Tutorial: Analyze data in Azure Monitor Logs using a notebook

2024-09-11

Notebooks are integrated environments that let you create and share documents with live code, equations, visualizations, and text. Integrating a notebook with a Log Analytics workspace lets you create a multi-step process that runs code in each step based on the results of the previous step. You can use such streamlined processes to build machine learning pipelines, advanced analysis tools, troubleshooting guides (TSGs) for support needs, and more.

Integrating a notebook with a Log Analytics workspace also lets you:

Run KQL queries and custom code in any language.
Introduce new analytics and visualization capabilities, such as new machine learning models, custom timelines, and process trees.
Integrate data sets outside of Azure Monitor Logs, such as an on-premises data sets.
Take advantage of increased service limits using the Query API limits compared to the Azure portal.

In this tutorial, you learn how to:

Integrate a notebook with your Log Analytics workspace using the Azure Monitor Query client library and the Azure Identity client library
Explore and visualize data from your Log Analytics workspace in a notebook
Ingest data from your notebook into a custom table in your Log Analytics workspace (optional)

For an example of how to build a machine learning pipeline to analyze data in Azure Monitor Logs using a notebook, see this sample notebook: Detect anomalies in Azure Monitor Logs using machine learning techniques.

Tip

To work around API-related limitations, split larger queries into multiple smaller queries.

Prerequisites

For this tutorial, you need:

An Azure Machine Learning workspace with a CPU compute instance with:
- A notebook.
- A kernel set to Python 3.8 or higher.
The following roles and permissions:
- In Azure Monitor Logs: The Logs Analytics Contributor role to read data from and send data to your Logs Analytics workspace. For more information, see Manage access to Log Analytics workspaces.
- In Azure Machine Learning:
  - A resource group-level Owner or Contributor role, to create a new Azure Machine Learning workspace if needed.
  - A Contributor role on the Azure Machine Learning workspace where you run your notebook.
  For more information, see Manage access to an Azure Machine Learning workspace.

Tools and notebooks

In this tutorial, you use these tools:

Tool	Description
Azure Monitor Query client library	Lets you run read-only queries on data in Azure Monitor Logs.
Azure Identity client library	Enables Azure SDK clients to authenticate with Microsoft Entra ID.
Azure Monitor Ingestion client library	Lets you send custom logs to Azure Monitor using the Logs Ingestion API. Required to ingest analyzed data into a custom table in your Log Analytics workspace (optional)
Data collection rule, data collection endpoint, and a registered application	Required to ingest analyzed data into a custom table in your Log Analytics workspace (optional)
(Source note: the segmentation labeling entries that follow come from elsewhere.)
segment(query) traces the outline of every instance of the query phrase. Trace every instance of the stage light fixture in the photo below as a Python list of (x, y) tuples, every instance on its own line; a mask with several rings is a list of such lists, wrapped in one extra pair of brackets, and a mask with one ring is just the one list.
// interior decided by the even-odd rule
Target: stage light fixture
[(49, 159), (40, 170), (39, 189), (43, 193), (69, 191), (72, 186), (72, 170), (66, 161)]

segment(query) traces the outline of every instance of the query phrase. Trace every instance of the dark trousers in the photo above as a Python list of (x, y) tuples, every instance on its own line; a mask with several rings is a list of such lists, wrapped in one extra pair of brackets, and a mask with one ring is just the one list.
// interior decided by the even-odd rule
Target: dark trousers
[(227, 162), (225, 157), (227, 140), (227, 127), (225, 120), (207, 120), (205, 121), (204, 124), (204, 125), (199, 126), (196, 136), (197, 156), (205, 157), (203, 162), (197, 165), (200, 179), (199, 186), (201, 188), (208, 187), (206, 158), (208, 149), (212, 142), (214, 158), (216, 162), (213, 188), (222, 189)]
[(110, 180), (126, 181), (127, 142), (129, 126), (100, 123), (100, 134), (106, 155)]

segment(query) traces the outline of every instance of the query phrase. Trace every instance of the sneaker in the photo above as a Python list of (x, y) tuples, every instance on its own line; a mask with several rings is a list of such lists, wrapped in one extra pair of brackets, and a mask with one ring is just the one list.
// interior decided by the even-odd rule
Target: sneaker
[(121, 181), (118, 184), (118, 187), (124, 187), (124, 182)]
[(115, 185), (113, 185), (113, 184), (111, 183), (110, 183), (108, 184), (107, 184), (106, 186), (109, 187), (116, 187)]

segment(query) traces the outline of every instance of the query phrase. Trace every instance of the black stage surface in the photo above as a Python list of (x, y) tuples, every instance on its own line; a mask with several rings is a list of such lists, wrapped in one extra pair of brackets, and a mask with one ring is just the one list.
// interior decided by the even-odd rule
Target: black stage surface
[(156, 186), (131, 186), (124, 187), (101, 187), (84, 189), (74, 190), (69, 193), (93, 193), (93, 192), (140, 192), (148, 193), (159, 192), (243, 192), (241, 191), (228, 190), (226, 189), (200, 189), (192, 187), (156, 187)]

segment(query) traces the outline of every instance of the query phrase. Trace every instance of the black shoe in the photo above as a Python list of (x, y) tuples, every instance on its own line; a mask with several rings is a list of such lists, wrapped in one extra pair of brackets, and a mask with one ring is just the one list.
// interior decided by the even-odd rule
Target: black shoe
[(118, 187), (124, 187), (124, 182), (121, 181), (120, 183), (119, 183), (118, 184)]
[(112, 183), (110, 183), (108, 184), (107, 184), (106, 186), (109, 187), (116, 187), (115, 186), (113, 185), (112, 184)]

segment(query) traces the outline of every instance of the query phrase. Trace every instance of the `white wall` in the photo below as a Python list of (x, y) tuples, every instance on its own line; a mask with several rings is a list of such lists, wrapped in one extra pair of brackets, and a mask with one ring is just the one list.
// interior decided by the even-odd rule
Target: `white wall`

Other query libraries you can use include:

Kqlmagic library lets you run KQL queries directly inside a notebook in the same way you run KQL queries from the Log Analytics tool.
MSTICPY library provides templated queries that invoke built-in KQL time series and machine learning capabilities, and provides advanced visualization tools and analyses of data in Log Analytics workspace.

Other Microsoft notebook experiences for advanced analysis include:

1. Integrate your Log Analytics workspace with your notebook

Set up your notebook to query your Log Analytics workspace:

Install the Azure Monitor Query, Azure Identity and Azure Monitor Ingestion client libraries along with the Pandas data analysis library, Plotly visualization library:

import sys

!{sys.executable} -m pip install --upgrade azure-monitor-query azure-identity azure-monitor-ingestion

!{sys.executable} -m pip install --upgrade pandas plotly

Set the LOGS_WORKSPACE_ID variable below to the ID of your Log Analytics workspace. The variable is currently set to use the Azure Monitor Demo workspace, which you can use to demo the notebook.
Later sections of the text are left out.